Bereits im vergangenen Jahr hatte die WAZ-Lokalredaktion Mülheim anlässlich des 70. Jahrestages des schwersten Luftangriffs auf die Stadt in der Nacht vom 22. auf den 23. Juni 1943 ihre Leser aufgerufen, ihre Erinnerungen an jene Nacht zu schildern. Nun startet die WAZ auch überregional einen Aufruf an alle Zeitzeugen. Am Ende sollen die Erlebnisberichte in einem Buch gebündelt und veröffentlicht werden.
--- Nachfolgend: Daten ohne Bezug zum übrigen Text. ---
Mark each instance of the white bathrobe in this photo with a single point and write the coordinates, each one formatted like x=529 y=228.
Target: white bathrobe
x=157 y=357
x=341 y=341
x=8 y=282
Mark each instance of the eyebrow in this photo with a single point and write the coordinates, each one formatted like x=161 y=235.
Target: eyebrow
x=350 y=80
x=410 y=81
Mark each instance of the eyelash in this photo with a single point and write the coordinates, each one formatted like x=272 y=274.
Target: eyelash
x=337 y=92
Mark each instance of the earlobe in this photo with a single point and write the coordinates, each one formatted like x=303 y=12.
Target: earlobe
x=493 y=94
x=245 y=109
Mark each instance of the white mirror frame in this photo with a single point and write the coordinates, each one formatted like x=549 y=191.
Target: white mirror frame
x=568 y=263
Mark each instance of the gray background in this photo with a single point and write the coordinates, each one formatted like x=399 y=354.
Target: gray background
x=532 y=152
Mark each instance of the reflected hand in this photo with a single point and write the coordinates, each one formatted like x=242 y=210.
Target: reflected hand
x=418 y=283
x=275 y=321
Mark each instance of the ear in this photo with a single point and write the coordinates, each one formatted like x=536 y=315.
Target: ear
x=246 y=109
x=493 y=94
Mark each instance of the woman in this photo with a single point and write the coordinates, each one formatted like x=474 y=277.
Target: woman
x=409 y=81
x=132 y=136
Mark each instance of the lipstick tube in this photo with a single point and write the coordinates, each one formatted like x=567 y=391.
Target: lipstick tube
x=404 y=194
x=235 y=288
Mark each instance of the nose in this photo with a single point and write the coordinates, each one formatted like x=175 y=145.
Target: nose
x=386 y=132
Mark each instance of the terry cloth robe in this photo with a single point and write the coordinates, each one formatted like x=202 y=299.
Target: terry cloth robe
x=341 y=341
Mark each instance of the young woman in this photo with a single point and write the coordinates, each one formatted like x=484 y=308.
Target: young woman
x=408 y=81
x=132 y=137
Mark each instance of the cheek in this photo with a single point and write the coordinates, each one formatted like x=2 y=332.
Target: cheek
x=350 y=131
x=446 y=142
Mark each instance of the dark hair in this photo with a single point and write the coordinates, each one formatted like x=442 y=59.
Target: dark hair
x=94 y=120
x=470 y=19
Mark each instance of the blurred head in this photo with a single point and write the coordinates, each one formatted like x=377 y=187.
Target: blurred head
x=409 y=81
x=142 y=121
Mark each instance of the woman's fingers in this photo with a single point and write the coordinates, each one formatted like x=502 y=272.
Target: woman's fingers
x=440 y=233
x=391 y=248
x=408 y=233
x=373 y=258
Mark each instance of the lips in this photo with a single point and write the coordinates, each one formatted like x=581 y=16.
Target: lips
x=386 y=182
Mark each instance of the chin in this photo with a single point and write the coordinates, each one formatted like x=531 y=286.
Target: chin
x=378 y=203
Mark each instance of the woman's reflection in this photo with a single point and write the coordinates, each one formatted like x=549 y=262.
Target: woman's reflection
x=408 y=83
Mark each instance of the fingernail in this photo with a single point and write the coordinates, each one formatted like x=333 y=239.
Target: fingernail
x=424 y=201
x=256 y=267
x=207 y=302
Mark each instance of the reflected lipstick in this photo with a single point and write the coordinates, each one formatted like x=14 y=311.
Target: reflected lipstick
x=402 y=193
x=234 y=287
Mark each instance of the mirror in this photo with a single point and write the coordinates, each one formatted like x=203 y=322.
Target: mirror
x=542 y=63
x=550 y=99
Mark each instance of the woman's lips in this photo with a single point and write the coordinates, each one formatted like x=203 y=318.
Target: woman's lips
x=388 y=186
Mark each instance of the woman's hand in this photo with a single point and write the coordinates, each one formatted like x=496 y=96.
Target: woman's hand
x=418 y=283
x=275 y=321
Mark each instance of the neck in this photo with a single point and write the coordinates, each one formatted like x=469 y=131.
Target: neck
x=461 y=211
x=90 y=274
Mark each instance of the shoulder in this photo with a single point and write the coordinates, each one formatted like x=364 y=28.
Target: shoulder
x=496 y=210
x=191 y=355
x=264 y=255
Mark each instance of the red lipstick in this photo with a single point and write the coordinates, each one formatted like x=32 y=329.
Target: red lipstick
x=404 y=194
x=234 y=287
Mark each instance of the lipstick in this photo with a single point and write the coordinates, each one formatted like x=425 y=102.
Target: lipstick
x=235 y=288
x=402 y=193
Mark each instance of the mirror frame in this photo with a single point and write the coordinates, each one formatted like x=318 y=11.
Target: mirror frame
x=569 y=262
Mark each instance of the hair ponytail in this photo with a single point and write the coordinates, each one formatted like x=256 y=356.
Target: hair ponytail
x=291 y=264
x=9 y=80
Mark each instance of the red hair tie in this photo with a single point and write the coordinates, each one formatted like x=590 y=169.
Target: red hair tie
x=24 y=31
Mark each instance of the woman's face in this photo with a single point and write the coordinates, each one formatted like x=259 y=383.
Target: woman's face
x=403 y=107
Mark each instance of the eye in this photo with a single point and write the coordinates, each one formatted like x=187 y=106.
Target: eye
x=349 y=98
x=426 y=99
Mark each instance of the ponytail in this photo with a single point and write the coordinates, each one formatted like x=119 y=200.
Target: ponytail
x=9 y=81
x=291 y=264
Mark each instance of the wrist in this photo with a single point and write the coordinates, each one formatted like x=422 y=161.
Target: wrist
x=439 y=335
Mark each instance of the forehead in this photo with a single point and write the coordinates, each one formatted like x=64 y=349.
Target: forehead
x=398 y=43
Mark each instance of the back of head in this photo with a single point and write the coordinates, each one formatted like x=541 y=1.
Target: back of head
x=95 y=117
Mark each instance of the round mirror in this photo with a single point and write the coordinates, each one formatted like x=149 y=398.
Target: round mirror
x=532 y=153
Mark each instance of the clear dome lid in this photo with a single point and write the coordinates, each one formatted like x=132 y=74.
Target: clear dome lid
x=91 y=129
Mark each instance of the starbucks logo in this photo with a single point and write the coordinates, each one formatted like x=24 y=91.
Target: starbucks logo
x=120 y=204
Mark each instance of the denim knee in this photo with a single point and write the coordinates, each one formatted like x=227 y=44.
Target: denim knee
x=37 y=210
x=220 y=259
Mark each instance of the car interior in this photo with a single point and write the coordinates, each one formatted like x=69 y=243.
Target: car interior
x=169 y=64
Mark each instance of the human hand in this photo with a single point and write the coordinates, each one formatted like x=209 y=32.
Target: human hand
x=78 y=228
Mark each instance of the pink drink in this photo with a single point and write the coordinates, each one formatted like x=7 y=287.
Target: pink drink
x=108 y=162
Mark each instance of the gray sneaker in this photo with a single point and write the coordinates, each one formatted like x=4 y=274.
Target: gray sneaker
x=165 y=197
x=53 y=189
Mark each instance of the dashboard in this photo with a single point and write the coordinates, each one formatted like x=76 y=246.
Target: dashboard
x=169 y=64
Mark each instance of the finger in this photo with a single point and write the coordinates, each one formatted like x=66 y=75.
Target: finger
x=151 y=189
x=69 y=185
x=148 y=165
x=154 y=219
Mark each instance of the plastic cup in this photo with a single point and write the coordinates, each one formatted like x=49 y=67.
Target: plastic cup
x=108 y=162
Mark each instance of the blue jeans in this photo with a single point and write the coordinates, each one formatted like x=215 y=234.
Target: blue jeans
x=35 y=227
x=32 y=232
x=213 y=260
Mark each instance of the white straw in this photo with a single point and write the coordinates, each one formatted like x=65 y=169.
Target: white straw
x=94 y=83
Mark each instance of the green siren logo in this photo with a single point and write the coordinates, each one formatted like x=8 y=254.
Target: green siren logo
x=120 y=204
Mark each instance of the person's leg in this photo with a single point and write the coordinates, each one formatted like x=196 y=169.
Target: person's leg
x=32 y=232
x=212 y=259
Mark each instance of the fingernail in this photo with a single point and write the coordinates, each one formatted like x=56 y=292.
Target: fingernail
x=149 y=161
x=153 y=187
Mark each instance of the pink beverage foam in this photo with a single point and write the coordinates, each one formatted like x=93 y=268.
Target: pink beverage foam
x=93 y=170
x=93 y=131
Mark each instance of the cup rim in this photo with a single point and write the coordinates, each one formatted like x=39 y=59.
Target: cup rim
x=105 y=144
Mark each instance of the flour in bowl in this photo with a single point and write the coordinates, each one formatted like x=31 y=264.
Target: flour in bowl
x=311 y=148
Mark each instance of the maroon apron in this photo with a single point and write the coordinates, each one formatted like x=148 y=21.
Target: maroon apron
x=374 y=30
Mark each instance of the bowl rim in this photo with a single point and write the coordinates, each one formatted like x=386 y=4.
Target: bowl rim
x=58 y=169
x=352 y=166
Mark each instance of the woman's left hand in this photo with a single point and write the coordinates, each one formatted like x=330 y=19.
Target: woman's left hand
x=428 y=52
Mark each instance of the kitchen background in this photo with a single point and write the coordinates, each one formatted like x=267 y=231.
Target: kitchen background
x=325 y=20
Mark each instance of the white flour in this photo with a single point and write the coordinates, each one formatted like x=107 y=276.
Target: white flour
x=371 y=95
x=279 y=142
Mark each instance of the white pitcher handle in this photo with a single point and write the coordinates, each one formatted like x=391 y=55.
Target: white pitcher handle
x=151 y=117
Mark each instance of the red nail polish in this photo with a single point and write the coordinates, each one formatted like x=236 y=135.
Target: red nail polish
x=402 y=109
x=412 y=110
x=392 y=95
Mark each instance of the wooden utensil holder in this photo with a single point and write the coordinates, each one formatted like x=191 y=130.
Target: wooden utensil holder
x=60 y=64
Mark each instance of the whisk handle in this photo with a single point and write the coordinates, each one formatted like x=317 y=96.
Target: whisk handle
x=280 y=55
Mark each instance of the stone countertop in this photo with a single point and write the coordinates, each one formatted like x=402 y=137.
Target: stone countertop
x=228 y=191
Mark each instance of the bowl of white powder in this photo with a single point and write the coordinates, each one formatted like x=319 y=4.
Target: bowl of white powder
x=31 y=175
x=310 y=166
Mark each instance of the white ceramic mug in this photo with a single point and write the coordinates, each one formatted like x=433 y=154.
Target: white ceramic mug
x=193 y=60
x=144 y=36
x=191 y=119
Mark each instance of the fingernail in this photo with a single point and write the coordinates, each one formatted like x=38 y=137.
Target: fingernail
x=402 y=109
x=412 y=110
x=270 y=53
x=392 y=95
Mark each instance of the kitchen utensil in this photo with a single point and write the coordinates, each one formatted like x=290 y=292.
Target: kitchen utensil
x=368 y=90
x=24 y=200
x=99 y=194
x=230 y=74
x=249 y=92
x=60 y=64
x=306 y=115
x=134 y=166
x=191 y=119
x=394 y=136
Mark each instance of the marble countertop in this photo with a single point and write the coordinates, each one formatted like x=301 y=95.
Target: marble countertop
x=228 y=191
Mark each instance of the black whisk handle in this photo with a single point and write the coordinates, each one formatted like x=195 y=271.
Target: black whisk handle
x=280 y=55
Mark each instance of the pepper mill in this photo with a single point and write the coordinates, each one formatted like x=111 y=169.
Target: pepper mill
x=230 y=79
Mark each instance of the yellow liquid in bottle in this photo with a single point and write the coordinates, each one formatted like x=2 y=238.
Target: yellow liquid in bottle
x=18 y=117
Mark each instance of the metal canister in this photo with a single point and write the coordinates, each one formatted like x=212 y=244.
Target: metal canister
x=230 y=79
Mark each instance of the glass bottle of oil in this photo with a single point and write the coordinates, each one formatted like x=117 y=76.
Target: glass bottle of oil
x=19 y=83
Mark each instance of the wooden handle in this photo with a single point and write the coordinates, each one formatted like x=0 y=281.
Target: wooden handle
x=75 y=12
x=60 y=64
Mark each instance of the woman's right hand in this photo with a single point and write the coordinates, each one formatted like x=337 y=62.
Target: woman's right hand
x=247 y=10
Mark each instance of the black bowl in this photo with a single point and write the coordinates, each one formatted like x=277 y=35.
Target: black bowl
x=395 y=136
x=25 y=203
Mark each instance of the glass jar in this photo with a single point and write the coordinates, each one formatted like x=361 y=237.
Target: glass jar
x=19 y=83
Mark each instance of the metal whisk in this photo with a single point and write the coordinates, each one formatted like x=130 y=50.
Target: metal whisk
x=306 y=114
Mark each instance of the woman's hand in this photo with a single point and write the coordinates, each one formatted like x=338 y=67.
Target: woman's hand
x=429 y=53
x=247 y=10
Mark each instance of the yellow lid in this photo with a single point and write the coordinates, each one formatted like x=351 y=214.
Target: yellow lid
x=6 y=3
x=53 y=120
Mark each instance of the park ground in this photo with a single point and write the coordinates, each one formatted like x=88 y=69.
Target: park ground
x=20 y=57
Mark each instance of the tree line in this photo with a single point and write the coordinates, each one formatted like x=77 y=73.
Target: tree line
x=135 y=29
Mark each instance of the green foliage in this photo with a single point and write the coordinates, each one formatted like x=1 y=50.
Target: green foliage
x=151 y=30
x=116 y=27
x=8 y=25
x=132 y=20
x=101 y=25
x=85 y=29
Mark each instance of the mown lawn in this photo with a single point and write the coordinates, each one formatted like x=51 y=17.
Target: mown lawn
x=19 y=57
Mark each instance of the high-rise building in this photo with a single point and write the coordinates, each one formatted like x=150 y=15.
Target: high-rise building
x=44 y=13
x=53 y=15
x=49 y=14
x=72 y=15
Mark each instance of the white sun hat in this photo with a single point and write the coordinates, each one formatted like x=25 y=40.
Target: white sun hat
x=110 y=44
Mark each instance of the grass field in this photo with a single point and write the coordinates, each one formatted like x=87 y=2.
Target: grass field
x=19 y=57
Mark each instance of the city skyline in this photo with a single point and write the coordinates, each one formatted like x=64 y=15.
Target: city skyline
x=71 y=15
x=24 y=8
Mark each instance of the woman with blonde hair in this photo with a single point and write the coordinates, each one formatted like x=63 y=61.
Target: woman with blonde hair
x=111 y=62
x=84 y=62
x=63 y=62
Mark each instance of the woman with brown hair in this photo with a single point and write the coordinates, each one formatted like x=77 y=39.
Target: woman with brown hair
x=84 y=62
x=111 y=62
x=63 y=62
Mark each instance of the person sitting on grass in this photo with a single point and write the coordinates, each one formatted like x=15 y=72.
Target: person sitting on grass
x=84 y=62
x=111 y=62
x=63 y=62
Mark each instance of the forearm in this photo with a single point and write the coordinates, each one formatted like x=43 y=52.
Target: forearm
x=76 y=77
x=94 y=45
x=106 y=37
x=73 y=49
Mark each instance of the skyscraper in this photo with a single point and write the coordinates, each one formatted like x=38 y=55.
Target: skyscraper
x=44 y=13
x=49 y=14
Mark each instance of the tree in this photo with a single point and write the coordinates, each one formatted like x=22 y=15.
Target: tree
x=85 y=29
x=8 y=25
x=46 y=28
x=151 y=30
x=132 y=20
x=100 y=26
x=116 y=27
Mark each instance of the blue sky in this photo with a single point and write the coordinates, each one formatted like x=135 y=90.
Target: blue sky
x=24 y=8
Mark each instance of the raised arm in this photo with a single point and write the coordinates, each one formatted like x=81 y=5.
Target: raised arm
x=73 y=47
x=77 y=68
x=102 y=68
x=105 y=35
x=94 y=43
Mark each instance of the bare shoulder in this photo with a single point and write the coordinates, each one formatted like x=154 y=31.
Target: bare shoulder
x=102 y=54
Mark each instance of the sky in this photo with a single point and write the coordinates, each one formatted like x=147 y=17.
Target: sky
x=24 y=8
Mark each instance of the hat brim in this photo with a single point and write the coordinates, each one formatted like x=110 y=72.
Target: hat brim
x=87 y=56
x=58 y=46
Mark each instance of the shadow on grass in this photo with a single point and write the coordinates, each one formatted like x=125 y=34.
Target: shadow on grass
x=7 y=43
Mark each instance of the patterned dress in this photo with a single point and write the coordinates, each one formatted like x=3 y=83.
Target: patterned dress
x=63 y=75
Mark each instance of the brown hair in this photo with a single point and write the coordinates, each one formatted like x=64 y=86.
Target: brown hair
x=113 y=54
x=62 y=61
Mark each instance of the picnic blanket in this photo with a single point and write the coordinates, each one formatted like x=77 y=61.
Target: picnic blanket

Die WAZ-Redaktion Mülheim beteiligt sich und freut sich auf Ihre Beiträge, die vom Alltag im Bombenkrieg 1943/44 berichten. Schreiben Sie uns per Post an WAZ-Redaktion, Eppinghofer Str. 1-3, 45468 Mülheim oder per E-Mail: redaktion.muelheim@waz.de. Oder rufen Sie uns an: 44 308 31.
„Meine Mutter hatte sich solche Sorgen gemacht – und war überglücklich, als ich rußverschmiert zu Hause ankam.“ Dort war glücklicherweise, „bis auf einige Fensterscheiben“, alles heil geblieben. Im Gegensatz zu der Kaufhof-Filiale: Sie wurde so stark zerstört, dass der Verkauf in zwei Notverkaufsstätten an der Schloßstraße – in das Woolworth-Haus sowie das Eisenwarengeschäft Höfmann – ausgelagert werden musste. In den darauffolgenden Tagen ging die Arbeit für die junge Frau und ihre Kollegen trotzdem weiter. „Der Kaufhof hatte Büroräume in einer Rechtsanwaltskanzlei gegenüber angemietet, die vom Angriff verschont geblieben war.“ Stück für Stück wurde alles wieder aufgebaut, „die Frauen klopften Steine“.
Bereits einen Monat nach dem Bombenangriff konnte in den beiden provisorischen Ladenlokalen des Unternehmens der Verkauf wieder aufgenommen werden. Erst einige Jahre später, 1953, zog der Kaufhof dann in den modern ausgestatteten Neubau an der Friedrich-Ebert-Straße.